The Injection as Control Mechanism

Yeadon emphasises the uniqueness of vaccination in professional regulation. While doctors may criticise blood pressure medications or prostate cancer screening without consequence, vaccine criticism triggers immediate professional sanctions across all fields—medicine, law, architecture, even chartered surveying. He describes this as evidence of "an arrangement" between professional bodies and vaccine manufacturers, terming it "the only thing you routinely do now where you get a hollow metal needle and you jab it into a human being."

Historical and Contemporary Deceptions

The interview ranges across multiple contested historical events:

  • Moon landings: Yeadon recounts being persuaded by photographic analysis showing multiple light sources and illuminated astronauts in shadow. He notes "two light sources" in lunar photographs and astronauts "brightly illuminated" while supposedly in shadow.
  • Space Shuttle Challenger: He references claims that the seven astronauts survived, with "six or seven" traced to subsequent academic and public sector positions, possessing "the same name and profession" and resembling "an older version of the people lost 40 years ago."
  • Current spaceflight: Both speakers dismiss the recent Orion mission as "an AI video," with Yeadon observing that "those brave cosmonauts" are presented through obviously synthetic footage.

Systemic Observations

Yeadon offers several practical demonstrations of system failures:

  • Biometric passport gates: He and his wife tested facial recognition at UK border controls by presenting each other's passports and making "gargoyle-like" faces—eyes closed, tongue out. Both were admitted. He concludes: "It's not possible... they are using biometric facial recognition."
  • Vaccine passports: A Heathrow check-in agent described accepting hand-drawn QR codes created in Microsoft Paint, confirming "there wasn't a database" for verification.
  • Magnetic train tickets: Despite 40 years of use, these fail approximately every other journey for Yeadon, requiring manual override by staff.

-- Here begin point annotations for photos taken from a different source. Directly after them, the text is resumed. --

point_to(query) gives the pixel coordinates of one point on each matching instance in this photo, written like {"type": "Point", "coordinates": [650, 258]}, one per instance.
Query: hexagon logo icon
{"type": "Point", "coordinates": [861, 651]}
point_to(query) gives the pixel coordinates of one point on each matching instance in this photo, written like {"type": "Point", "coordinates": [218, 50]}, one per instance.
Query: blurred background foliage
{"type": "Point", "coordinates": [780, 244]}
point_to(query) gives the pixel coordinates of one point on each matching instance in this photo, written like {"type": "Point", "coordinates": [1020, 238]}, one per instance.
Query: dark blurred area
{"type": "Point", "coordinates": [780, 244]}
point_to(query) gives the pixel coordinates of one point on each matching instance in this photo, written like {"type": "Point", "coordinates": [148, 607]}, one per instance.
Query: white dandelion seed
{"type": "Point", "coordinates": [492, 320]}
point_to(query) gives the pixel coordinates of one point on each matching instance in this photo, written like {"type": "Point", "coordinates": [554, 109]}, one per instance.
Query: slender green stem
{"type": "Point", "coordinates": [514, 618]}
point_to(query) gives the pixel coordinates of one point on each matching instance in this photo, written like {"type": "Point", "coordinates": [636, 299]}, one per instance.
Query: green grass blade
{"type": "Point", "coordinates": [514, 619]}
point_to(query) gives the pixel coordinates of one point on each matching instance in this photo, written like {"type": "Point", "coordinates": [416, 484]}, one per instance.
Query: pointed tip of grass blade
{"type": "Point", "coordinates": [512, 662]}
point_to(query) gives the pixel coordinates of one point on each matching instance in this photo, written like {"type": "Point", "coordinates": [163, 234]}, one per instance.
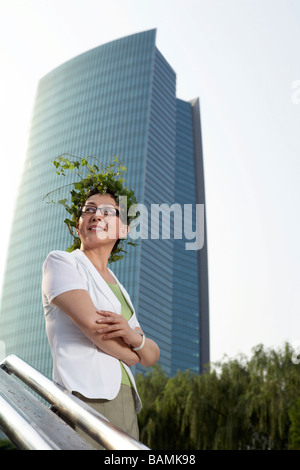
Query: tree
{"type": "Point", "coordinates": [236, 404]}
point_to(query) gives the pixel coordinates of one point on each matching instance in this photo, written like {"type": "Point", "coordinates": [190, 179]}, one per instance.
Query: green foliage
{"type": "Point", "coordinates": [237, 404]}
{"type": "Point", "coordinates": [93, 176]}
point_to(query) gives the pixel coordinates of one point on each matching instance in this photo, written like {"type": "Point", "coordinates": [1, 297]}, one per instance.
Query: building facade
{"type": "Point", "coordinates": [117, 99]}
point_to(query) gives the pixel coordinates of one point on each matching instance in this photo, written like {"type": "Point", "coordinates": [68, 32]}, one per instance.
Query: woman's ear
{"type": "Point", "coordinates": [124, 231]}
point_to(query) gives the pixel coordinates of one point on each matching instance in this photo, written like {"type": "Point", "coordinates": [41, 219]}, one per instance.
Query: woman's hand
{"type": "Point", "coordinates": [113, 325]}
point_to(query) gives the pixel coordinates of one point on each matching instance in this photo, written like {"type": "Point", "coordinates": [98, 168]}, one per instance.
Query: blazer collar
{"type": "Point", "coordinates": [101, 283]}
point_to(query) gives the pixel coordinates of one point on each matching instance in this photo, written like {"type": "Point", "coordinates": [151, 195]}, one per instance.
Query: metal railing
{"type": "Point", "coordinates": [32, 425]}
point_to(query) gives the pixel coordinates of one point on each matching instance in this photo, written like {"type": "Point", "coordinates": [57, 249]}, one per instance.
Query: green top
{"type": "Point", "coordinates": [127, 313]}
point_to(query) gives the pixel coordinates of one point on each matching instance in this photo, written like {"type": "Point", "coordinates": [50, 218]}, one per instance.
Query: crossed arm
{"type": "Point", "coordinates": [109, 331]}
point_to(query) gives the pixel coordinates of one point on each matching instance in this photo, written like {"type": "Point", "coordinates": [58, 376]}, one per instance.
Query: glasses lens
{"type": "Point", "coordinates": [104, 210]}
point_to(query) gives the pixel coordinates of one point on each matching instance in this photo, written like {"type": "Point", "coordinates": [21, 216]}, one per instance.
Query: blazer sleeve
{"type": "Point", "coordinates": [60, 274]}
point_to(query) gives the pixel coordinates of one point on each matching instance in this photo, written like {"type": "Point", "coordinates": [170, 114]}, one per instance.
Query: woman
{"type": "Point", "coordinates": [91, 325]}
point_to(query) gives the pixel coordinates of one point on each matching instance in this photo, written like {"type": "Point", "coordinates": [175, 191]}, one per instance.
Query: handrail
{"type": "Point", "coordinates": [78, 412]}
{"type": "Point", "coordinates": [20, 431]}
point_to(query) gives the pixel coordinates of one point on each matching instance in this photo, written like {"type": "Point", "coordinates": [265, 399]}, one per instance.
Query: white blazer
{"type": "Point", "coordinates": [78, 365]}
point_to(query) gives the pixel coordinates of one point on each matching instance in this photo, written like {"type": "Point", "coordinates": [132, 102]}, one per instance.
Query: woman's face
{"type": "Point", "coordinates": [103, 227]}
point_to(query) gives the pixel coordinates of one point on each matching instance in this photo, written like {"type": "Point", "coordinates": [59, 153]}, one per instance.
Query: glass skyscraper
{"type": "Point", "coordinates": [119, 98]}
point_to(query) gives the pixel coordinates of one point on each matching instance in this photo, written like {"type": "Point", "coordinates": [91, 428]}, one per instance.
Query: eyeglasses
{"type": "Point", "coordinates": [104, 210]}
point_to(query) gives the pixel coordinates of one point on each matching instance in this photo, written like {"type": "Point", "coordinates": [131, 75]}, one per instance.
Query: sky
{"type": "Point", "coordinates": [241, 58]}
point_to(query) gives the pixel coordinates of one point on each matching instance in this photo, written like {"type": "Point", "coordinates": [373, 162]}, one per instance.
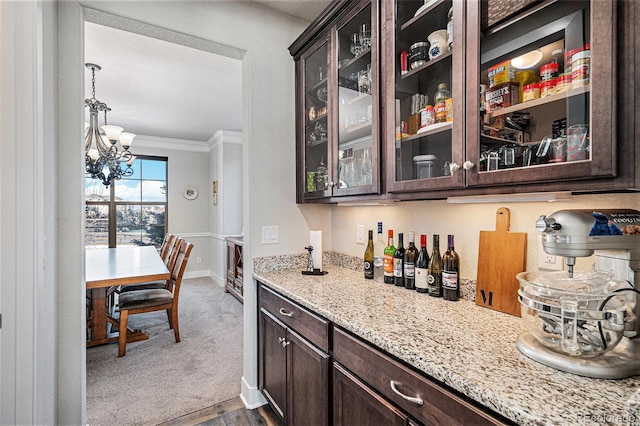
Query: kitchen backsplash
{"type": "Point", "coordinates": [293, 261]}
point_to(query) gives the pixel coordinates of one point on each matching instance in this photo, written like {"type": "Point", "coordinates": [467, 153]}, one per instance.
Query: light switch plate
{"type": "Point", "coordinates": [360, 234]}
{"type": "Point", "coordinates": [269, 235]}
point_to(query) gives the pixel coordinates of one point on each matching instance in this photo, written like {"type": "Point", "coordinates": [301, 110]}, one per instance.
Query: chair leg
{"type": "Point", "coordinates": [122, 338]}
{"type": "Point", "coordinates": [176, 329]}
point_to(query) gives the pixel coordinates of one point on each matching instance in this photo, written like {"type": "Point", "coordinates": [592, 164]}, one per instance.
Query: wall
{"type": "Point", "coordinates": [465, 221]}
{"type": "Point", "coordinates": [188, 218]}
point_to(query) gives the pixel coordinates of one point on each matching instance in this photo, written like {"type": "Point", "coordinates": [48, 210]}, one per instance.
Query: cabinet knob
{"type": "Point", "coordinates": [413, 399]}
{"type": "Point", "coordinates": [285, 313]}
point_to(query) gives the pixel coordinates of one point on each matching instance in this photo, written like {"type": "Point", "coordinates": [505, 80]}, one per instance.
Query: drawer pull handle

These examples support his argument that control systems rely on "Potemkin" appearances rather than functional infrastructure—"they just need you to think it's working."

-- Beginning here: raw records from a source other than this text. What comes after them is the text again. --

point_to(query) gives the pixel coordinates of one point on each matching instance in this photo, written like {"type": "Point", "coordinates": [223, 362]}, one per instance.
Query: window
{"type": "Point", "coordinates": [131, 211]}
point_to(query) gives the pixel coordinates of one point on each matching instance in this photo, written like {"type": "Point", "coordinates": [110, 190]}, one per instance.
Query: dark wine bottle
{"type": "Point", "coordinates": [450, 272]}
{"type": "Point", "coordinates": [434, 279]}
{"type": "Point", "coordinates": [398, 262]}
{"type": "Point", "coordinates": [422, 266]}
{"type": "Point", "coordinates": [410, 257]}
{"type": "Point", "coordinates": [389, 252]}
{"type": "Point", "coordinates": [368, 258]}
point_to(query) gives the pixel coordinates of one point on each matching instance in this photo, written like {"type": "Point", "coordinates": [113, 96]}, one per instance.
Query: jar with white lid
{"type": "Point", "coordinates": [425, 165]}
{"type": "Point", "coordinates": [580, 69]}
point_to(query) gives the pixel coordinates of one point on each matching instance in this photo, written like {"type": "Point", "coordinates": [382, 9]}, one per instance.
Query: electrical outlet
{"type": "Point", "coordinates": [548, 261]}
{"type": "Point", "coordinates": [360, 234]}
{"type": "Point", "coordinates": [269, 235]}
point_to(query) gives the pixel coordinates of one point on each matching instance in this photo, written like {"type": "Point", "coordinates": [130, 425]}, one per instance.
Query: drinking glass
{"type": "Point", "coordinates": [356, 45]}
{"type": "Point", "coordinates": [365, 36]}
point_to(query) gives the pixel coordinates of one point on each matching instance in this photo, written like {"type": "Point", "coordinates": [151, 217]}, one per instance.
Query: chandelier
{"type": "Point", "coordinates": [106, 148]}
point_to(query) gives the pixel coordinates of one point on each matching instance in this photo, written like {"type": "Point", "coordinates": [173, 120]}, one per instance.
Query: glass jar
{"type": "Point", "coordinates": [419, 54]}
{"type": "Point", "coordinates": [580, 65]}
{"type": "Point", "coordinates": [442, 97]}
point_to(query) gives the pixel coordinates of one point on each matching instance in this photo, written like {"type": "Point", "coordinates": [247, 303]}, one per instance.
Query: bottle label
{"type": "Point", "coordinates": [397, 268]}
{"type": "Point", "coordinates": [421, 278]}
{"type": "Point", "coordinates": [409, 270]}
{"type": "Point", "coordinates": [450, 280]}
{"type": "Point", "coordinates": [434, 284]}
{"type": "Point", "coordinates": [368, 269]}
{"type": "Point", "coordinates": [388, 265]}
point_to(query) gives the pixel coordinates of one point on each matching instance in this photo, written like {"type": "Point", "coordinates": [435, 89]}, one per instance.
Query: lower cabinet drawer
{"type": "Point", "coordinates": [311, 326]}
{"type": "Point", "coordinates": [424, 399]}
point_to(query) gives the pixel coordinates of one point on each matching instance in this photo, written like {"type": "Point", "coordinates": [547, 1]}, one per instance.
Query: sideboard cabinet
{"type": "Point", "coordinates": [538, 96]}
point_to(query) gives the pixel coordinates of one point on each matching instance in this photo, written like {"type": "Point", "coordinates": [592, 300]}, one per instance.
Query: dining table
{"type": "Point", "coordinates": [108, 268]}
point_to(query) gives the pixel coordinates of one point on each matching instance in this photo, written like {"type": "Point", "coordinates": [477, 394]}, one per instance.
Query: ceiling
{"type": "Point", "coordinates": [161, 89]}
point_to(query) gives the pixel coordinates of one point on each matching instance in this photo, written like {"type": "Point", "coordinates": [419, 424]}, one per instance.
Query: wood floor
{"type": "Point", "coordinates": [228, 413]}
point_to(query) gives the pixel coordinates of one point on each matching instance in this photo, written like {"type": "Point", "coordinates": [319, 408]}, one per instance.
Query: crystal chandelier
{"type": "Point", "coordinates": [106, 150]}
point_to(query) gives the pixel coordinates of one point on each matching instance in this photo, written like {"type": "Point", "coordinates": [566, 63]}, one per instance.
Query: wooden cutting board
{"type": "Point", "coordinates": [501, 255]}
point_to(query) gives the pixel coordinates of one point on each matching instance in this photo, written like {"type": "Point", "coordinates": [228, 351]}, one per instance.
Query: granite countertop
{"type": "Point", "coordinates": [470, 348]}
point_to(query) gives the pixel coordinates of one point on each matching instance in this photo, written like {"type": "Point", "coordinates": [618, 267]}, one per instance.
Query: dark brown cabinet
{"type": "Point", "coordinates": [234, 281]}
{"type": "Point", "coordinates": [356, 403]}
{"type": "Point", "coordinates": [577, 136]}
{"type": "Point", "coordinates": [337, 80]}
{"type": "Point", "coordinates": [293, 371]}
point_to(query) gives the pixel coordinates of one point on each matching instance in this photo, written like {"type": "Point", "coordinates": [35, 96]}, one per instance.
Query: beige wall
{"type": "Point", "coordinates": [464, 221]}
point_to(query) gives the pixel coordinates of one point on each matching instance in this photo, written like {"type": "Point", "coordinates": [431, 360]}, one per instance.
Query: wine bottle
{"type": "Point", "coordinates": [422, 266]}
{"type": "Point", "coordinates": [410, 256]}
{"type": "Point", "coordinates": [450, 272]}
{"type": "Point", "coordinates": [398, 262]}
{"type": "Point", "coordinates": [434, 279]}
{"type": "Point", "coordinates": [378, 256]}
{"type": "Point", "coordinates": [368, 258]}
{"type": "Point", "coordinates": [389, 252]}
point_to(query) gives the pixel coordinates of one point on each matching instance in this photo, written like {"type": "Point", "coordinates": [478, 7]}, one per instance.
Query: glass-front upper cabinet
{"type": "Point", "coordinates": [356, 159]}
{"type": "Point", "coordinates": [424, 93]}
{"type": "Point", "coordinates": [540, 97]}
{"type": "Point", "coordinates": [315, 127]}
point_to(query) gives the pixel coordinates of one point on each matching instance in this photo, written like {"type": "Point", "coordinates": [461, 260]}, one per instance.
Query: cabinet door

Cash, Digital ID, and Resistance

Yeadon advocates cash usage as "more important than you know," not merely for anonymity but to introduce unpredictability into economic modelling. He cites wartime rationing statistics suggesting one-third of British food arrived through black markets by 1945, demonstrating popular capacity for circumvention.

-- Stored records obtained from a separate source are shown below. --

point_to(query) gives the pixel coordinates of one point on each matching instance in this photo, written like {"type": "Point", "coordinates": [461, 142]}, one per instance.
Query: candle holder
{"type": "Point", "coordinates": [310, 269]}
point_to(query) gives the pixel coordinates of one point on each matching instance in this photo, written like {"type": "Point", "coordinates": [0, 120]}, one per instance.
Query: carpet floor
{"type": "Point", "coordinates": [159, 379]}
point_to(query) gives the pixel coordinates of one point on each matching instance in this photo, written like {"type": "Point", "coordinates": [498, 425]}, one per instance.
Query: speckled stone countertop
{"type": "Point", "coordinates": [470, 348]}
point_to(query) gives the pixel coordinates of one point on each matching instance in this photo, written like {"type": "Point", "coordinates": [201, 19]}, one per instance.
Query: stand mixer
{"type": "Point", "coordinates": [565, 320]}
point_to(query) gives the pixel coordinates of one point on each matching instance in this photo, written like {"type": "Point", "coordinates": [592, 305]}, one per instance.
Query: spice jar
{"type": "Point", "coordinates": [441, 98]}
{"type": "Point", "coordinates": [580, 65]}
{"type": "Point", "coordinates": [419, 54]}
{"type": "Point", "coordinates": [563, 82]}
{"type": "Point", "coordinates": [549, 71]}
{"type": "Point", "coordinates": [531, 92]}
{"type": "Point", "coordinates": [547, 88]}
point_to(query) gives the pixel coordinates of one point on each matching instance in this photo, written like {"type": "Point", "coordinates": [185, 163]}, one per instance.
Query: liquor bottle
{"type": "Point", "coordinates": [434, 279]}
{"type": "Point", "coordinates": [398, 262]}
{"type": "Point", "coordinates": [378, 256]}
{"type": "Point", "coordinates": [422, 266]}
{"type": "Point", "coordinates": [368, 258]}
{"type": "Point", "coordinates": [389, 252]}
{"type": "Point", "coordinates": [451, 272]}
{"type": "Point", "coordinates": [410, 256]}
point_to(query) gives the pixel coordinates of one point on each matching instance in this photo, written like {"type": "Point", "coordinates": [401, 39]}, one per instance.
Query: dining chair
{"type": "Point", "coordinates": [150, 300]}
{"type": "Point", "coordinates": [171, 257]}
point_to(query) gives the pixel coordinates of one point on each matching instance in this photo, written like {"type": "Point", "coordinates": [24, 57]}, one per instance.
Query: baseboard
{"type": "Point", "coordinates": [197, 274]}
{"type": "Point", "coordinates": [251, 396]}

Regarding potential fuel and food shortages, he predicts "genuine shortages which are with them" but argues these will be psychologically managed rather than absolute. His assessment of control systems suggests deliberate incompetence: "they're cheapskates as well and they hate it"—preferring "one that would fool children" over sophisticated alternatives.

Sources and Citations

  • Sasha Latypova: Childhood vaccine protein analysis
  • Charles Richet: 1904 Nobel Prize for anaphylaxis research
  • Common Cold Unit, Salisbury: 1918–2024 transmission studies
  • Augustine Carstens (BIS): CBDC surveillance statements
  • Escape Key/Barnon: Historical control system failures including League of Nations (cited as "resounding failure") and 1880s banking system attempt

Concluding Position

Despite apocalyptic warnings from other commentators, Yeadon resists predicting imminent collapse. He notes IT professionals questioning the technical feasibility of real-time biometric digital ID systems, citing merger integration failures in apparel logistics as evidence of implementation difficulties. His final counsel emphasises psychological resilience: "What they want is for you to be demoralised... resolve not to be."

Yeadon maintains Telegram (Dr Mike Yeadon solo) and Substack (Dr Mike Yeadon) channels, acknowledging these now function as "an echo chamber" reaching primarily established audiences rather than new converts.